Roasted Potato Salad with Chickpeas & Sun-Dried Tomatoes

Whenever I see the words “roasted vegetables” I think “oil”. I’ve tried several times to roast a variety of vegetables, using a variety of methods, but without oil, I have been unable to obtain vegetables that come out with that nice crispy outside and a creamy center. Some things can’t be precisely duplicated when you omit oil, but if you are okay with an alternative approach, there is no reason you can’t have an equally satisfactory outcome. For this recipe, “Roasted Potato Salad with Chickpeas & Sun-Dried Tomatoes”, page 69, I opted to precook the potatoes in my Instant Pot. I love the texture of potatoes that have been cooked whole, waiting to peel and dice after they have been cooked and completely cooled. The resulting texture is a very creamy, yet firm, and perfect for salads. That is what I did for this recipe.

The next challenge in this recipe was making the dressing, which includes 3 tablespoons of oil, half of the total dressing (three tablespoons of white wine vinegar makes up the rest). I mixed up a concoction of 1/3 cup light veggie broth, 3 tablespoons of white wine vinegar, and ¼ teaspoon of guar gum to thicken it up. This worked out perfectly!

The final challenge was finding sun-dried tomatoes that were not packed in oil. I like a brand called California Sun-Dry, a pouch of julienne cut oil free sun-dried tomatoes. They are soft, moist, and ready to eat right out of the pouch. I can’t always find these when I need them, so when I do find them, I get a couple of extra packages to save for later.

Once all these adjustments were in place, I was ready to compose the salad: diced cooked potatoes, diced shallot (or red onion), cooked chickpeas, sun-dried tomatoes, sliced green olives, parsley, and the dressing, all tossed together into a delicious salad, hearty enough to stand in as an entrée.    

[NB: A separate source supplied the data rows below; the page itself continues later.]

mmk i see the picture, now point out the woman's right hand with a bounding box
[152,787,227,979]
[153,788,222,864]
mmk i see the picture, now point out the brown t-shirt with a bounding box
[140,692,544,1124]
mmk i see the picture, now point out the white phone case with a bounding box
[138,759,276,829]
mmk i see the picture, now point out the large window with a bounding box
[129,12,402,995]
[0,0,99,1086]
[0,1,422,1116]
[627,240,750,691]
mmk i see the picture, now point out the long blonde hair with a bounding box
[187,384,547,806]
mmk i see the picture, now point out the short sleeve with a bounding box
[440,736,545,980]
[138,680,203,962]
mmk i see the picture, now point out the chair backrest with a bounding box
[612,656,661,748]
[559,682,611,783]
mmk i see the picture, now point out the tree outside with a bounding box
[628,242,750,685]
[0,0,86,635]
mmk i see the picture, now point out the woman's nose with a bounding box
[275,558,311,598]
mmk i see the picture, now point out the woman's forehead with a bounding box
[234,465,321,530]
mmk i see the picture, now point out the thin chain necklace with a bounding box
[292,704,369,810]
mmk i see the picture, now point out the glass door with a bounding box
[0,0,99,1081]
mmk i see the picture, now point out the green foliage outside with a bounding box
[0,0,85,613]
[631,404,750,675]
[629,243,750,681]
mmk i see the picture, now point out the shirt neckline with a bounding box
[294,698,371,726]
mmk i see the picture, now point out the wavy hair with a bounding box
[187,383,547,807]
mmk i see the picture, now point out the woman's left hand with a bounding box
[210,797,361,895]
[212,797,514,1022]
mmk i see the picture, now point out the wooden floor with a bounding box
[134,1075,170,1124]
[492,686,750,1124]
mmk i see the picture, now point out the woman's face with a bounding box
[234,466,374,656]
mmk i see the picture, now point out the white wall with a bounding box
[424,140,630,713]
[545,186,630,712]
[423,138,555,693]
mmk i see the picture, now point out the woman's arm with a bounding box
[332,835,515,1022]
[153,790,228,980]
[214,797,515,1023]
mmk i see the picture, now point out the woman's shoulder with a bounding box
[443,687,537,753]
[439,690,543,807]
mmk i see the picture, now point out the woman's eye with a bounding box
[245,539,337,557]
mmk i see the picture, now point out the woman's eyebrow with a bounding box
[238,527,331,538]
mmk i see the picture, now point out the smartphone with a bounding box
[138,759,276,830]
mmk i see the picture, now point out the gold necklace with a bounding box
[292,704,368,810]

Keeping it “McDougall Friendly” check list:
  • Instead of roasting the potatoes in oil, cook the potatoes whole, and when completely cool, peel and dice.
  • For the dressing, substitute the 3 tablespoons of oil with 1/3 cup of light veggie broth, mix with the vinegar, and add ¼ teaspoon of guar gum to thicken.
  • Use oil-free sun-dried tomatoes.

Wednesday, September 5, 2018

White & Wild Mushroom Barley Soup

“White & Wild Mushroom Barley Soup”, page 162, marks the 500th recipe I’ve made from this cookbook. I am now officially half way through the recipes!!! It has taken me a long time to get this far, 8 years, to be exact. I didn’t set a specific time goal for working through the recipes, and if asked back in 2010 how long I thought this project would take, I probably would have guessed I’d be done by now. The world and time move so fast, and since the publication of 1000 Vegan Recipes, there have probably been 1000 more vegan cookbooks published – which is a wonderful thing! But since I’m doing this just for fun, and hopefully to provide encouragement to others embarking on this path, I’m not too worried about the length of time it’s taking. I thank all of you who have hung with me over these last 8 years, some maybe there from the beginning, others joining along the way. I appreciate all your visits and feedback, and hope I’ve helped make a positive difference.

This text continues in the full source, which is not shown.